Notably, this attack is not an isolated incident, but rather reflects the deteriorating political and security dynamics posing an immediate threat to Nigeria’s oil output.

Since the government ordered an arrest warrant for members of the Movement for the Emancipation of the Niger Delta (MEND), including the ex-leader Government Ekpemupolo, the country has seen a spike in attacks this year, including one on the Forcados export pipeline operated by Shell. (The Avengers have taken credit for this attack, too, according to reports cited by Bank of America analysts.)

The Niger Delta Avengers reportedly want locals in the Niger Delta to have more control over the oil resources in the region, as well as higher living standards for those living there and the continuation of the Niger Delta amnesty program, according to Bank of America Merrill Lynch’s Oyin Anubi.

(Although, Anubi cited local press reports noting that Ekpemupolo has tried to distance himself from the Niger Delta Avengers, who aren’t part of the existing Niger Delta Amnesty program.)

The Avengers’ agenda seems to parallel the situation back in the 2000s, when armed militant groups, including MEND, routinely kept hundreds of barrels of oil off the market.

At the time, MEND portrayed “itself as political organization that wants a greater share of Nigeria’s oil revenues to go to the impoverished region that sits atop the oil,” according to The Economist.

In 2009, the government signed an amnesty agreement pledging to provide monthly cash payments and vocational training programs to the nearly 30,000 former militants in exchange for cooperation.

But although the arrangement was a pretty good band-aid, it failed to address the fundamental drivers of instability in the region, such as poverty, corruption, and the proliferation of weapons.

Moreover, Nigeria’s current economic slump adds more pressure to the situation, and the current administration under Muhammadu Buhari has vowed to reduce corruption and excessive government spending.

Notably, the recent attacks have taken a toll on oil output in Nigeria.
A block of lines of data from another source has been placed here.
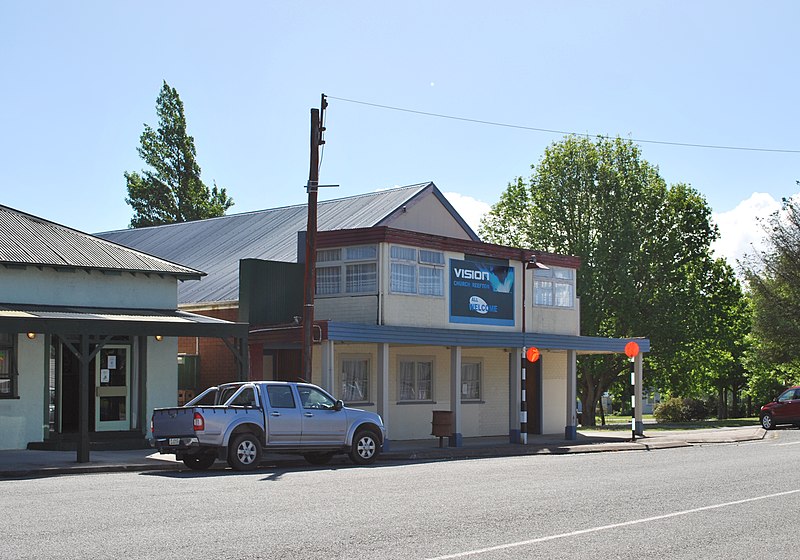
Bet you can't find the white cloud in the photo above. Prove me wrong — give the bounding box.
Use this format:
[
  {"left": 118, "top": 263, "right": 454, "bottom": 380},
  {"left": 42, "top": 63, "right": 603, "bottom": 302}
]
[
  {"left": 443, "top": 191, "right": 491, "bottom": 235},
  {"left": 711, "top": 192, "right": 780, "bottom": 268}
]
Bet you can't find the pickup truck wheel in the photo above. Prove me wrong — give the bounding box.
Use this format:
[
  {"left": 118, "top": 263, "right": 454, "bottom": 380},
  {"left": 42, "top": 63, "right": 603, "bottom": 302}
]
[
  {"left": 228, "top": 433, "right": 262, "bottom": 471},
  {"left": 182, "top": 453, "right": 216, "bottom": 471},
  {"left": 304, "top": 452, "right": 335, "bottom": 466},
  {"left": 349, "top": 429, "right": 380, "bottom": 465}
]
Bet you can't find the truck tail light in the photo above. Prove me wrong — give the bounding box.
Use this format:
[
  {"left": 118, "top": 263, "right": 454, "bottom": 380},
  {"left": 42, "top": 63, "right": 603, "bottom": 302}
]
[
  {"left": 150, "top": 416, "right": 154, "bottom": 433},
  {"left": 193, "top": 412, "right": 205, "bottom": 431}
]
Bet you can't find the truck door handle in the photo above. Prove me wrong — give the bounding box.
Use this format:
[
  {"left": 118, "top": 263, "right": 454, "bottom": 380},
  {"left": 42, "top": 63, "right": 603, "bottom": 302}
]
[
  {"left": 271, "top": 412, "right": 281, "bottom": 417},
  {"left": 304, "top": 412, "right": 314, "bottom": 417}
]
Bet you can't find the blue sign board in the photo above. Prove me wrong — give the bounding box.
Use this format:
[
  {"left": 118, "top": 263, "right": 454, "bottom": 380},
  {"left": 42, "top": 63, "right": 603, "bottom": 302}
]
[{"left": 449, "top": 259, "right": 515, "bottom": 326}]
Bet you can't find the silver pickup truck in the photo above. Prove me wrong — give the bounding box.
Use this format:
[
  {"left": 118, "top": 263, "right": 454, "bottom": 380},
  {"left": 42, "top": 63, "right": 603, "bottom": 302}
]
[{"left": 151, "top": 381, "right": 386, "bottom": 471}]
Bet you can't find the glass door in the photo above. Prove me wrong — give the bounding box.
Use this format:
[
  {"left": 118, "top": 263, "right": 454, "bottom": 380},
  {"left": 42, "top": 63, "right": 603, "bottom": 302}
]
[{"left": 95, "top": 345, "right": 130, "bottom": 431}]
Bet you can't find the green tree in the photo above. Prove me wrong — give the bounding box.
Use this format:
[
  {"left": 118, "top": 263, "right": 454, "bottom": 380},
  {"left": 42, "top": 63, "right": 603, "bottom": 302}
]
[
  {"left": 744, "top": 196, "right": 800, "bottom": 362},
  {"left": 480, "top": 135, "right": 741, "bottom": 424},
  {"left": 125, "top": 81, "right": 233, "bottom": 227},
  {"left": 743, "top": 194, "right": 800, "bottom": 407}
]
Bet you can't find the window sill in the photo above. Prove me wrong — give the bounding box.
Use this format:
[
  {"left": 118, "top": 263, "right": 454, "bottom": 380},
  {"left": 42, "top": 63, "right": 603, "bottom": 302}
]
[
  {"left": 461, "top": 400, "right": 485, "bottom": 404},
  {"left": 396, "top": 400, "right": 437, "bottom": 405},
  {"left": 388, "top": 292, "right": 445, "bottom": 298},
  {"left": 344, "top": 401, "right": 374, "bottom": 407},
  {"left": 0, "top": 395, "right": 20, "bottom": 400}
]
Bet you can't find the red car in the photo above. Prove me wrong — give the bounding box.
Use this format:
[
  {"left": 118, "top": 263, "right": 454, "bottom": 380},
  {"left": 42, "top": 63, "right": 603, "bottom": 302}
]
[{"left": 760, "top": 386, "right": 800, "bottom": 430}]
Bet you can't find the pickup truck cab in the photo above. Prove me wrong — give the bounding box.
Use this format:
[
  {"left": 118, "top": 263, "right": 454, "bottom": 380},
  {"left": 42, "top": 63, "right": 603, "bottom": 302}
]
[{"left": 151, "top": 381, "right": 386, "bottom": 471}]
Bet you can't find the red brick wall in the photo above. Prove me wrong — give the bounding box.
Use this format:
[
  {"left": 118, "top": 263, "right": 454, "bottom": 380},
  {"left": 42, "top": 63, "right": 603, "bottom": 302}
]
[{"left": 179, "top": 307, "right": 241, "bottom": 389}]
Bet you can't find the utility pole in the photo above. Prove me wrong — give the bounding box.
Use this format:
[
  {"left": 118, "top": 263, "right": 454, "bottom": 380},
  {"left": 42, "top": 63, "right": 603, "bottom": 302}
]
[{"left": 302, "top": 94, "right": 327, "bottom": 382}]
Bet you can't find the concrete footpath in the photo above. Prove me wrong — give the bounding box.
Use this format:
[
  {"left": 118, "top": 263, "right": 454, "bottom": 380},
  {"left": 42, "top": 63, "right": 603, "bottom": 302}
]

According to data cited by Anubi, oil production is now down to mid-1990s lows, with unplanned supply outages ranging from 200,000 to 300,000 b/d.

And although the country has previously delt with similar threats, Anubi argues that there are three major reasons to be more concerned now than in previous years:

  1. The large-scale attack on an offshore facility — as opposed to an onshore one — shows that the scale of militancy has increased.
  2. The regulation of Nigeria’s oil sector remains a bit unclear as a new bill is intended to split the national oil company into two parts.
  3. The current Nigerian government under Buhari, which aims to reduce corruption and excess expenses in the lower oil environment, is “incompatible with spending large sums of money to appease Niger Delta militants,” writes Anubi.

In short, as RBC Capital Markets’ Helima Croft noted back in late March, “the government appears to be on course for a head on collision with armed militants in the oil region.”